In 1974, along with such notables as Willie Mays, Hank Aaron, Wilt Chamberlain, Muhammad Ali and others, he was inducted into the National Black Sports Hall of Fame.
At that time, he was reminded that Black Sports magazine had cited him in 1972 as "one of the foremost black Americans of all time. Before the struggle for black equality became commonplace, Dr. Henderson was its champion."
"I never consciously did anything to be first. I just happened to be on the spot and lived in those days when few people were doing the things Iwas doing," he said then, adding:
"But sports was my vehicle. I always claimed sports ranked with music and the theater as a medium for recognition of the colored people, as we termed ourselves in my day. I think the most encouraging thing, living down here in Alabama, is to see how the black athlete has been integrated in the South."
Born in Southwest Washington, Dr. Henderson liked to recall that he had grown up with the late Al Jolson as a playmate. He graduated from Dunbar High School and was first in his class at Miner Teachers College.
He became the first black instructor of physical education in the country in 1904. At the time, there was no formal physical education in black schools. Instead, physical culture was taught one day a week by a white instructor.
For three summers, while school was not in session. Dr. Henderson studied physical education at Harvard University. He played a comparatively new sport - basketball - there.
When he got back to Washington, he organized the 12th Street YMCA team. They played teams here and in Baltimore, Philadelphia and New York, and claimed the national basketball championship in 1909 and 1910.
Dr. Henderson also orgnaized the first black high school and college track meets in the country.
In addition, he led a strong campaign to break the color line in the Amateur Athletic Union, which lowered the bar in 1910.
Besides teaching serving as a track, football and baseball official, writing for sports publications and reporting as a "stringer" for Washington newspapers on athletic events in the black community. Dr. Henderson earned a bachelor's degree from Howard University and a master's degree from Columbia University.
As head of the department of health, physical education and safety for black schools here, he instituted a number of innovations.
One was a highly successful program to reduce chronic truancy in the elementary schools by setting up classroom teams in football and basketball.
The teams were formed in each fifth and sixth-grade classroom, and every boy was either a player or a substitute. The teams represented their rooms and grade level rather than their schools.
The boys were able to participate in sports that had until then been limited to varsity competitions and many of them established a new feeling of belonging to their class and their school.
During his tenure with the District school system, Dr. Henderson received numerous honors.
In 1943, he was appointed to the National Council on Physical Fitness and the subcommittee on colleges and schools of the National Committee on Physical Fitness.
He was the first black man to receive a National Honor Fellowship in the American Association for Health, Physical Education and Recreation. Just before his retirement, he was presented the annual Howard University Alumni Achivement Award.
In 1973, he was named honorary president of the North American Society for Sports History. In 1939, he had published a book, "The Negro in Sports."

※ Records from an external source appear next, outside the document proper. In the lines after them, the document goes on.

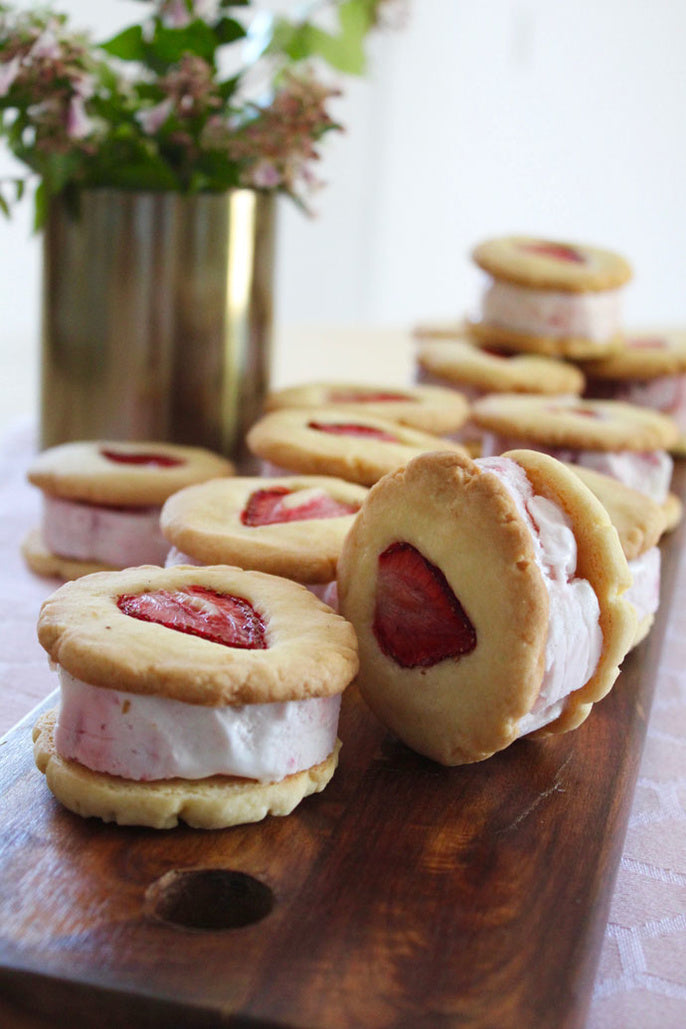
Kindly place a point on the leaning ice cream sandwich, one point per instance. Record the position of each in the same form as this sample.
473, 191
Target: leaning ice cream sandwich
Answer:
204, 695
475, 371
550, 297
620, 439
488, 600
640, 523
650, 369
102, 502
333, 441
431, 409
293, 526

Dr. Henderson's civil rights activities ran concurrently with his education work and continued after he retired from his school position.
He was a prolific writer of pamphlets and "letter to the editor" protesting all forms of bias.

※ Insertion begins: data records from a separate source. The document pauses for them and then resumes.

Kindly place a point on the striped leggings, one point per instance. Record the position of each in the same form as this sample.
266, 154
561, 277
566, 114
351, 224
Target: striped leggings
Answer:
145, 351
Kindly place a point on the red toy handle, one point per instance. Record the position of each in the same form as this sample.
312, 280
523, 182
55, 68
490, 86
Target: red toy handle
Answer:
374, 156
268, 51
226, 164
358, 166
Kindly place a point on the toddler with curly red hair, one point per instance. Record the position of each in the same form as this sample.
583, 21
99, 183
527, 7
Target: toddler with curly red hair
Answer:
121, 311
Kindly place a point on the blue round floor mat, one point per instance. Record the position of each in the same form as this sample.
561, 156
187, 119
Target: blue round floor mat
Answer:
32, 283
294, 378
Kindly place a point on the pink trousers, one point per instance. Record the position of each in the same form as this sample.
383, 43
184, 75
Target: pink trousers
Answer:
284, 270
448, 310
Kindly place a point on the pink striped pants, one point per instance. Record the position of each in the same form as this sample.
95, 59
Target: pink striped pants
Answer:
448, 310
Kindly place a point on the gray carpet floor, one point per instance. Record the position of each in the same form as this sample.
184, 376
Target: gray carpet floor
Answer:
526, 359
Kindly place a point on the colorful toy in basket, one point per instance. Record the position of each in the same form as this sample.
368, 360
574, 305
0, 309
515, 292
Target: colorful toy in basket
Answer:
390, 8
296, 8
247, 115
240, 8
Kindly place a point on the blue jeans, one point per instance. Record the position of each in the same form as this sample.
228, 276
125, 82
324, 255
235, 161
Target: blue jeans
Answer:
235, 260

In the 1950s, he twice served as president of the Virginia chapter of the NAACP. He also served for many years on the board of directors of the D.C. branch of the NAACP. The Fairfax County branch of the NAACP, of which he had been a charter member, and the D.C. branch both had paid him special honors.
In 1960, he and his wife received a testimonial from the Fairfax County Council on Human Relations. He had been program chairman of the council and also a director of the Virginia Council on Human Relations.
For many years, Dr. Henderson and his wife had maintained a summer home at Highland Beach on Chesapeake Bay near Annapolis, where they were active in civic affairs.
In addition to Dr. James Henderson, he is survived by another son, Dr. Edwin M. Henderson, who is a dentist in Washington: a sister, Annie Briggs, of Falls Church: five grandchildren, and two great-grandchildren.